The muezzins will call to prayers every Friday between noon and 3 p.m. for five minutes

editor: REMIX NEWS
author: Jitka Zadražilová, Novinky
In this Oct. 3, 2017 file photo people stand outside the new central DITIB mosque on the "Day of Open Mosques" in Cologne. The controversial new mosque by the organization of Turkish-Islamic Union for Religious Affairs is the largest mosque in Germany. A study on Europe's Muslim population suggests that even if all migration into the continent were to stop permanently, the group's share would still be expected to increase to 7.4 by 2050. (AP Photo/Martin Meissner, file)

In a town hall decision intended as a sign of respect, Cologne is the first large city in Germany to allow all 45 mosques to call to prayer through muezzins, according to a report by

The muezzins will make calls to prayers every Friday between noon and 3 p.m. for five minutes. The volume of their calls will be determined based on the location of the mosque. The mosque community must choose a contact person who will answer questions and handle complaints. Cologne’s mosques will have to apply for a special permit.

Approximately 5.5 million Muslims live in Germany, a third of which live in North Rhine-Westphalia. There are currently around 3,000 mosques in Germany, of which only about one percent has muezzins calling Muslims to pray.

In Germany, the muezzin call was first heard in 1985 in Düren. At that time, the court had to decide on granting the permit.

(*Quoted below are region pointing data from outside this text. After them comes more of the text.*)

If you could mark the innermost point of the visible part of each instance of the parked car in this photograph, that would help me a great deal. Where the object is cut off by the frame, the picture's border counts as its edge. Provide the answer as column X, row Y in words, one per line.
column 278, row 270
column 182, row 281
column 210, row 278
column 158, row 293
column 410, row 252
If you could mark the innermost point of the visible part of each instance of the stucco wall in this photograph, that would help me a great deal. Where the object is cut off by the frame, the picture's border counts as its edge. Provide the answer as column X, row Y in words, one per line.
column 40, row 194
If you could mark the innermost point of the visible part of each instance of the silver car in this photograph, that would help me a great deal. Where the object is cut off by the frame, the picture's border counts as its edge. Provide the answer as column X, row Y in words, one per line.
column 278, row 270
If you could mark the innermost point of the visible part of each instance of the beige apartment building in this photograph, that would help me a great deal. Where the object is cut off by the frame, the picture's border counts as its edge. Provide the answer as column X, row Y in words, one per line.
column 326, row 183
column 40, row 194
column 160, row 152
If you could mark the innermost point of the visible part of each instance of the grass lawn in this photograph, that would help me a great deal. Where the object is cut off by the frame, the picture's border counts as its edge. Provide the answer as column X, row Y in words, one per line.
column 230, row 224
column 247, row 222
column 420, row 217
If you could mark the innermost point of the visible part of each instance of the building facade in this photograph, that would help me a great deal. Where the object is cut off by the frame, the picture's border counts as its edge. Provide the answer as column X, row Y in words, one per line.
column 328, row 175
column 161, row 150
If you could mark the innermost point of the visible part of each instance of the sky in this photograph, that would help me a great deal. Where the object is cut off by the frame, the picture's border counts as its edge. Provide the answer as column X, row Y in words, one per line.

About 120,000 Muslims live in Cologne, which has a population of one million. The Muslim community there is one of the largest in all of Germany. As a point of comparison 250,000 to 300,000 Muslims live in Berlin, making up about nine percent of the local population. Most Muslims are of Turkish descent, as about 60 years ago, the first generation of so-called Gastarbeiter, or guest workers, arrived, bringing their families later.